The problem comes when you try to do the same thing for the next 2x2 block, i.e. starting with G+4. If you pass this address to mxSetPr MATLAB will bomb with an assertion fault. The API routines check the incoming address to make sure they are on an internal list of allocated memory blocks. Since G+4 is not on the list (it is in the middle of an allocated block, but the G+4 address itself is not on the list) a real-time fault will be generated and MATLAB will bomb. So you can't do this neatly in a loop using simple pointer arithmetic and mxSetPr. You need to copy the data. There is a way to get around this by hacking into the mxArray structure itself and setting the pr field directly, bypassing the mxSetPr call entirely (and bypassing the assertion check). However, those details are beyond the scope of this comment and come with their own set of problems to avoid MATLAB crashes, so I will not post them here.

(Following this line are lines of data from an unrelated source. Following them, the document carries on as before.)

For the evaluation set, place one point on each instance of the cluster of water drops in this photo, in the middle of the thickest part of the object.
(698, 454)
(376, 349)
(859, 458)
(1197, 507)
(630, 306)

My advice is to simply live with the copying. This is not the bottleneck anyway. The mexCallMATLAB call overhead, plus the creation of the output mxArray variable, plus the pinv function, all will swamp the relatively itty-bitty time it takes to copy 4 doubles. If you really want to speed things up and it is important enough for you, then hand-code the pinv algorithm for the 2x2 yourself inside your mex function and avoid the mexCallMATLAB call completely.
I should also point out this this call has errors:
mexCallMATLAB(1, G_PINV_output, 1, G_PINV_input, "pinv");
it should be this instead:
mexCallMATLAB(1, &G_PINV_output, 1, &G_PINV_input, "pinv");
Since you declared the 2nd and 4th argument variables as mxArray * and not mxArray *[ ], you will need to add the & operator to get the correct level of indirection.